Eric Ashworth remembers nothing when he wakes up in a jail hospital surrounded by machines beeping like aliens, a chemical drip and a determinedly friendly detective. He recalls sensations, images, fireflies and a name – Desiree - but without any context.
Carefully bandaged and somewhat recovered, Eric finds himself ensconced in the Hotel Firebird, Room 621, but “jail moves with me, an invisible box surrounding my every step with every tick of the clock.” His paranoia accelerated, critical details are temporarily buried in a damaged mind. Convinced he is being monitored, “umbrella men” and random insects following his every move, Eric fails to resist the urges of a demanding brain for more drugs, more escape.
A consummate chemist, Eric is a genius at refining the essence of the drug du jour in mass quantities, conversant with all aspects of the trade - manufacturing, R and D, distribution, sales and marketing. “The best batch wouldn’t go anywhere in the world without a good name”; hence, Straight Eights, Road Dogs, Green Berets, Mad Hatters and White Rabbits, an endless stream of top-quality uppers and mood changers eagerly consumed by a voracious public. Eric’s latest creation, Derma, or Skin, brings the user close to God, and is currently in raucous demand.

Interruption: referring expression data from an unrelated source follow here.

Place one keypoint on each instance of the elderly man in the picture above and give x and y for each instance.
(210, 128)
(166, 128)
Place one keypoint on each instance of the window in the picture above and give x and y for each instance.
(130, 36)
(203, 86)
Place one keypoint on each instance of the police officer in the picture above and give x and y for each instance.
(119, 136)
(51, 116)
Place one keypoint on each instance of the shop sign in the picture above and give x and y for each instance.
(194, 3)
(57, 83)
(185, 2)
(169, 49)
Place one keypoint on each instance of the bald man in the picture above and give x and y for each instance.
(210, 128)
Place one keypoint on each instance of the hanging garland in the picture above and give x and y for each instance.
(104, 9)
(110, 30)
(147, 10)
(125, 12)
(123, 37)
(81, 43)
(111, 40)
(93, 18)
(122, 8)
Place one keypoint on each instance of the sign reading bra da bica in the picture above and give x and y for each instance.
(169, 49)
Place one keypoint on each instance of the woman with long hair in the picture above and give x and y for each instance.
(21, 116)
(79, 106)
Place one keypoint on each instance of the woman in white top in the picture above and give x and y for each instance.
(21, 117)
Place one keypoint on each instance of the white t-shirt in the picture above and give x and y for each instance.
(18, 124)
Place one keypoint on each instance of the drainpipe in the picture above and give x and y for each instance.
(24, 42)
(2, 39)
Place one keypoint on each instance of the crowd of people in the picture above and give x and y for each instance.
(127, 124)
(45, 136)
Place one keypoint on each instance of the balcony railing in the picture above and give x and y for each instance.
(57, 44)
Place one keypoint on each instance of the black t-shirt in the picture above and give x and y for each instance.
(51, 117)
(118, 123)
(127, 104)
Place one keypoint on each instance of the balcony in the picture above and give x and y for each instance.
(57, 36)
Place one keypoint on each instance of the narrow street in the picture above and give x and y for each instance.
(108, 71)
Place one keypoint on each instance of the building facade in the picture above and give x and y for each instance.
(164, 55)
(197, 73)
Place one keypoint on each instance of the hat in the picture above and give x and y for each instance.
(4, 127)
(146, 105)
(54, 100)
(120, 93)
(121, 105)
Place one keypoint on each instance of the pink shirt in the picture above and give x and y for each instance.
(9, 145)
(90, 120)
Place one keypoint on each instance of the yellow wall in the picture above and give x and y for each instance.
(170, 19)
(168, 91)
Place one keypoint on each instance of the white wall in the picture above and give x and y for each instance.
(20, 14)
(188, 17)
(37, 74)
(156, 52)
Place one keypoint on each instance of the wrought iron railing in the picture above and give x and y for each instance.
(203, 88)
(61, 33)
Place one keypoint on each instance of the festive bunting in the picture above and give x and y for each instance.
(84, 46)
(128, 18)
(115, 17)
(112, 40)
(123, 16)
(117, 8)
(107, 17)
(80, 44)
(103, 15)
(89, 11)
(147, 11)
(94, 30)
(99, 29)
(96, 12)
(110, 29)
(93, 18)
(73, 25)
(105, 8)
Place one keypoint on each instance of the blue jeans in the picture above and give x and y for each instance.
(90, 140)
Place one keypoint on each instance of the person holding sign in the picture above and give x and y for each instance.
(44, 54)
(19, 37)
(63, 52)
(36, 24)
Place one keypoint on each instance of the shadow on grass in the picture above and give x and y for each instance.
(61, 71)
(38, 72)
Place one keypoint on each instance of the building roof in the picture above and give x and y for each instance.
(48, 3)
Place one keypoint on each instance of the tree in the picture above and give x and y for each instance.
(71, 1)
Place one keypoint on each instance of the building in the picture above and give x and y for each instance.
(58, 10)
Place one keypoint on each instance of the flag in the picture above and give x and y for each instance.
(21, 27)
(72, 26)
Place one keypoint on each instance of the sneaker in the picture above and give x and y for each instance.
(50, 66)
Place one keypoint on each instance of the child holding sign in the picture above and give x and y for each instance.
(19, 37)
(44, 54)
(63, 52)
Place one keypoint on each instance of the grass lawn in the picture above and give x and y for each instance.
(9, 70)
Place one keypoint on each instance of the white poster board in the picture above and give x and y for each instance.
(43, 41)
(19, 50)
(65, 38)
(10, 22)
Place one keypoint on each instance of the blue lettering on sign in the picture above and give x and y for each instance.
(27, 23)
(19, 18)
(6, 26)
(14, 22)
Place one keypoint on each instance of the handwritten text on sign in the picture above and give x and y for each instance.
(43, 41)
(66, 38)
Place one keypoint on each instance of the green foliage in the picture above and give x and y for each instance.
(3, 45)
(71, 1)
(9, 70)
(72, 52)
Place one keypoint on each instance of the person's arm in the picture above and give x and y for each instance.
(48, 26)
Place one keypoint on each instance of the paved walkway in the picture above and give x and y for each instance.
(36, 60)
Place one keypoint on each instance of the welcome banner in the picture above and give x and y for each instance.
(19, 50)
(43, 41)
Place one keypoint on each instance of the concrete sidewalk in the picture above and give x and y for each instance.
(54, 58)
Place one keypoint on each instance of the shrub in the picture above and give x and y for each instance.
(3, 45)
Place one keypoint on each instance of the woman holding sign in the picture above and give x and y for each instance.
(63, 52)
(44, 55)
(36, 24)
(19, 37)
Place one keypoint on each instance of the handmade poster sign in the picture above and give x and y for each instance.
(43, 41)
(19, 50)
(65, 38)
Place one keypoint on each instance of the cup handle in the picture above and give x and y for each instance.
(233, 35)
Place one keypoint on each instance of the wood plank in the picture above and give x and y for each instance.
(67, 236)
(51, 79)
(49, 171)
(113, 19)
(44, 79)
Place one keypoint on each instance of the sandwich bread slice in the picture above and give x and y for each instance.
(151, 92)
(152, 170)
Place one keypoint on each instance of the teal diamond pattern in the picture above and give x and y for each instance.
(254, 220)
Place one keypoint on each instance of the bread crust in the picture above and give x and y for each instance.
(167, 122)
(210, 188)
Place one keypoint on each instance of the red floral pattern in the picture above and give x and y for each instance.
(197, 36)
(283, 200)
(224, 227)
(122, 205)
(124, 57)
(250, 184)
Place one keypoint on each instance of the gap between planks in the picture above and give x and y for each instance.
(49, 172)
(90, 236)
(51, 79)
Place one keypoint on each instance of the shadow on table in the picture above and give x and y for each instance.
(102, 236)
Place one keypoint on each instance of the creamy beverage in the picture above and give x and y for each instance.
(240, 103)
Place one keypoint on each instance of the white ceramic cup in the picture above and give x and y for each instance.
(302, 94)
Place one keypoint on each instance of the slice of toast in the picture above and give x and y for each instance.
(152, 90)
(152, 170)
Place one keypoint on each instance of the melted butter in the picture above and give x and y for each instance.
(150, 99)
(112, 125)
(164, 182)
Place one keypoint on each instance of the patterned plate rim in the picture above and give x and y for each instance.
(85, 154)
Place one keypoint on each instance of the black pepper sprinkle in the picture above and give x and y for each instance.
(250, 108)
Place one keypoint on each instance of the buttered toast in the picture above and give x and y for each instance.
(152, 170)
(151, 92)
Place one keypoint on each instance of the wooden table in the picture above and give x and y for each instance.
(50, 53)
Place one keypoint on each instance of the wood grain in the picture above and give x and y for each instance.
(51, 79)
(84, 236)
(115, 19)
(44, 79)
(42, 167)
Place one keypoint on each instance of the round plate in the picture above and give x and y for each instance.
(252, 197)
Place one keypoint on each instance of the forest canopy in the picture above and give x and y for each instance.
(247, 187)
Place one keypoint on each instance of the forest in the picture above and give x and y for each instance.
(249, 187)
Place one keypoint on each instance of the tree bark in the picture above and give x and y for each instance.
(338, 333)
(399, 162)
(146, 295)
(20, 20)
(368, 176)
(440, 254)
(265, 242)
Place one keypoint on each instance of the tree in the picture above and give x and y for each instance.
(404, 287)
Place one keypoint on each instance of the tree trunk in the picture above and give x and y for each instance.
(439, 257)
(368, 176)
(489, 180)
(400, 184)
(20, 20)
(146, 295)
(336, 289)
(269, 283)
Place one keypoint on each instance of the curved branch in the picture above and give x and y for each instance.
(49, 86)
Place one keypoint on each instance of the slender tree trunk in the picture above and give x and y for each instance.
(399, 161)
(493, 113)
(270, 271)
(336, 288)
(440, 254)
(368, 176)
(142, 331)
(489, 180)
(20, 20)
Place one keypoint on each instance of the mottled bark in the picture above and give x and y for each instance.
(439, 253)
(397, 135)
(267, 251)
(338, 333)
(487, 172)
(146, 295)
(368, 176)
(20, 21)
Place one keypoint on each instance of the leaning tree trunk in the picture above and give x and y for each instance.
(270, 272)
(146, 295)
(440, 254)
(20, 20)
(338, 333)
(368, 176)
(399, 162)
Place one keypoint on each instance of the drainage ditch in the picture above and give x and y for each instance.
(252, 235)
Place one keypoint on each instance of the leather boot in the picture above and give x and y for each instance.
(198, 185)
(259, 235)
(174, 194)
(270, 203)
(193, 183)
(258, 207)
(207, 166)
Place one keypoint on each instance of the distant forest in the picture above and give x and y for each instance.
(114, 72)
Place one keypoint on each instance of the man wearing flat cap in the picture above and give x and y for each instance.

And there’s the rub: the only access to the past and his part in this drama is by consuming Derma, each experience revealing more of what Eric needs to survive his present circumstances. So Eric goes to the source, a pornographic dancer behind a curtain, who offers the capsules for a price, along with distorted memories of Desiree.
In a spiraling web of confusion, trapped in the cacophony of his own thoughts, Eric fuels the rush of memory with ever higher doses of Derma, culminating in a harsh awakening as fact separates from fiction. Faced with the inevitable results of his chemical euphoria, Eric’s lucidity waxes and wanes until both love and tragedy are revealed in equal measure, the breadth of his betrayal unbearable.
The author’s knowledge of pharmacology is impressive, drugs as important in this story as in his first excellent novel, The Contortionist’s Handbook. But Eric lacks the depth and passion of Clevenger’s first protagonist, lost in a haze of drug-induced stupor that moves between fantasy and reality, characters real and imagined but without much substance. Accurately detailed and written with the passion of a lit match poised to light a rising layer of ether, this world of phantoms carries its own harsh fate.